Ingredients (for 18 croquettes)
- 4 cups of whole milk
- 2 cups of heavy cream
- 3 oz of unsalted butter
- 1/3 cup of Olive Oil
- 1 cup of thinly chopped onion
- 2/3 cup of flour
- 2.5 oz of Jamón Ibérico de Bellota (1 package of Ibérico Club’s Pata Negra)
- White pepper
For the batter:
- 2 eggs
- Bread crumbs
- Bring the milk and the heavy cream to the boil in a pot and leave to cook on a slow heat for 20 minutes.
- Heat the olive oil and the butter in another pot and cook the onion until golden brown. Then add the Ibérico ham thinly chopped. Add the flour and cook on a slow heat for 10 minutes.
- Slowly add the milk and heavy cream that we previously boiled steadily stirring. Leave to cook another 10 minutes without stopping the stir. Add some salt, pepper and nutmeg.
- Place the mixture in a wide low recipient and save in the fridge for 4 or 5 hours at least.
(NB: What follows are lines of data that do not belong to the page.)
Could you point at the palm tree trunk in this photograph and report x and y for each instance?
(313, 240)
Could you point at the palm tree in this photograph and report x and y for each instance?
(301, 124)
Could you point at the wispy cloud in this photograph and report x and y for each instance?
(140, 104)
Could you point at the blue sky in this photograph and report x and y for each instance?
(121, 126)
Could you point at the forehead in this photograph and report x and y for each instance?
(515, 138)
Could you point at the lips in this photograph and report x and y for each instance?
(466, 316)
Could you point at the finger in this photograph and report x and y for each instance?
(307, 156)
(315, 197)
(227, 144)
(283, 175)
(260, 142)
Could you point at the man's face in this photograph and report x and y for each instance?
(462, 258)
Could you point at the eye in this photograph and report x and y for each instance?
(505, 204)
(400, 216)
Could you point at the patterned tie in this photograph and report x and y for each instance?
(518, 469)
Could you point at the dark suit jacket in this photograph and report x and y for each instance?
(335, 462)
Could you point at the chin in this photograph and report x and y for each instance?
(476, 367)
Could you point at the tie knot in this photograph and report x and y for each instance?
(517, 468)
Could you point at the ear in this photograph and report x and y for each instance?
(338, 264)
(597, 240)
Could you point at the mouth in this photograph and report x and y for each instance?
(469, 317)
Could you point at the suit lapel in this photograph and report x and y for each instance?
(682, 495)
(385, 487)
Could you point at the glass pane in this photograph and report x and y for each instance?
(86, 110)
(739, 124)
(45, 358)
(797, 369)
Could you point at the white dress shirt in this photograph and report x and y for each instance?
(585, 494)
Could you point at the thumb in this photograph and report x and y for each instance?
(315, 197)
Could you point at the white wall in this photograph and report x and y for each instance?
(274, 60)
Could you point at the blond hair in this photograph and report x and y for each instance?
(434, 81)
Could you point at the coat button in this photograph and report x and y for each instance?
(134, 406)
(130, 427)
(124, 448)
- Take out of the fridge and divide the croquette mixture into 18 equal portions. Using wet hands, roll the portions into oval croquettes. Dredge each croquette first in the flour, then dip in the beaten eggs; coat the croquettes with bread crumbs and transfer to a platter. Finally fry the croquettes in vegetable oil and you’re ready to enjoy!